It’s the old saying – do you want to be right or do you want to be happy? Of course, you can be right and be happy!
But that doesn’t always happen. And the question is – when do you put your foot down? When do you insist on being right? And how far do you push it?
At our house, we have had a week of fighting. Well, more accurately, Hubby and I have.
It started last week. I had been working long hours and was exhausted. After a 13 hour day on site, I had come home to the news one of the girl’s school friends had passed away. It threw me a little, well more than a little. She was the same age as my youngest, and her elder sister the same age as my eldest. And I was tired. And it was cancer.
As I’ve said before, you never get over the death of a parent. You can learn to cope, and you can start to remember them and to smile, without a tear in your eye. But then IT (grief) will rare its ugly head when you least expect it. And when cancer took the life of a little 8-year-old girl that we had known since she was a toddler, a little girl who loved princesses and cats – IT hit me like a bus.
So I wasn’t coping. I was grumpy.
And Hubby did something I didn’t like. He was wrong – I was right.
Stubborn v stubborn.
In our lives, we are driven by the need to be right.
Even at a basic level, watching my children fight – caveating those arguments about whose turn it is on the computer – the argument is usually based on a difference of opinion. Each child believes wholeheartedly that she is right. And the “conversation” really is just a contest to see who can convince the other that their view is correct. Which, from a logical perspective, is likely to work about as often as never.
When it comes to a marriage – or a relationship – consistently trying to convince our partner that we are right can be damaging to the relationship.
Sharing your life with someone is hard. It involves compromise, putting the other person first, and acceptance. Acceptance that in all relationships there are two different people, with two different backgrounds and ideologies, and two different ways of thinking. Just because one party believes they are right – doesn’t mean the other party is wrong.

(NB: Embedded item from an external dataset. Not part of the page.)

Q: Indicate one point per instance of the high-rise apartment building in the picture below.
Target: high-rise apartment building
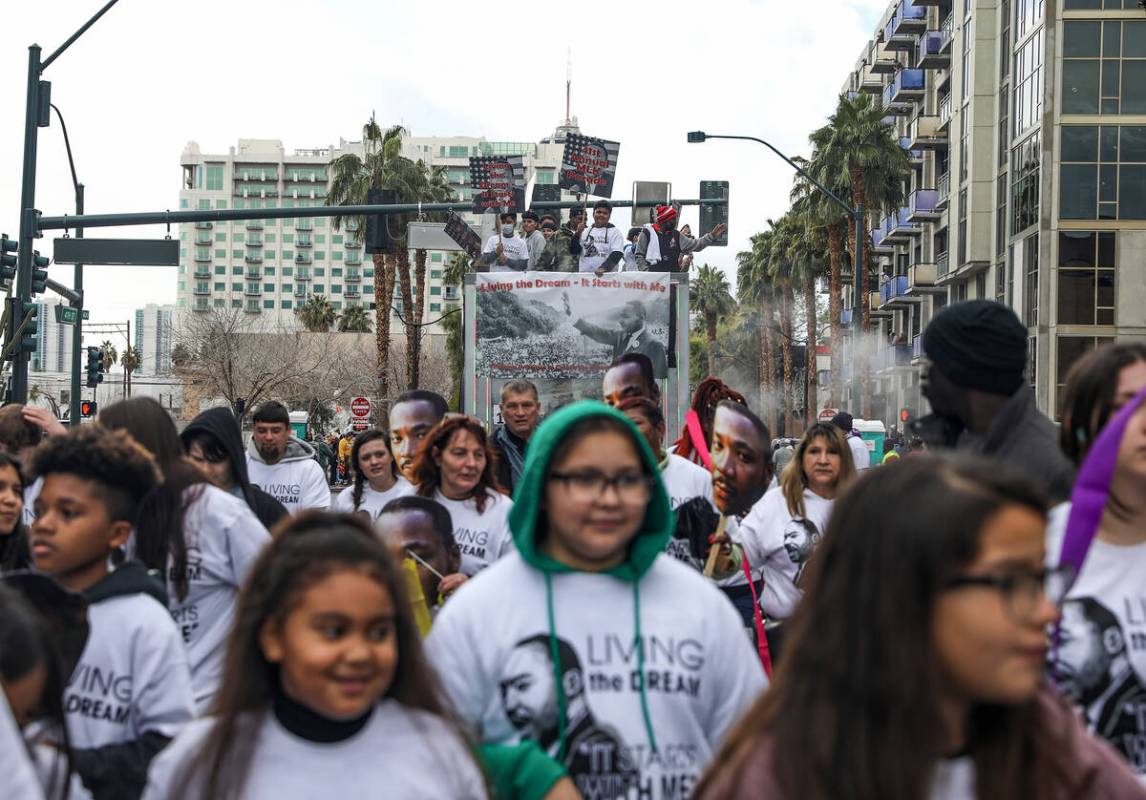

And who really wants to talk to themselves? Do you really want your partner to agree with everything you say and believe? Differences are the foundations of a relationship – you each bring something to the table. An experience the other doesn’t have – something to build on together.
Your partner is different from you, and that’s a good thing.
What is your ultimate goal in this interaction? Do you want a relationship, or do you want to be right? You can’t usually have it both ways.
Being right isn’t always worth the fight.
Almost a week later – we were still butting heads. And I was exhausted. I needed Hubby back on my side.
So I chose happiness, we both did. It didn’t mean I had to apologise, neither did he. We just had to “let it go”. We just chose to move on.
And now I have Hubby back in my team, where I need him.
And I can be strong again.
Happiness is much better for the soul than being right.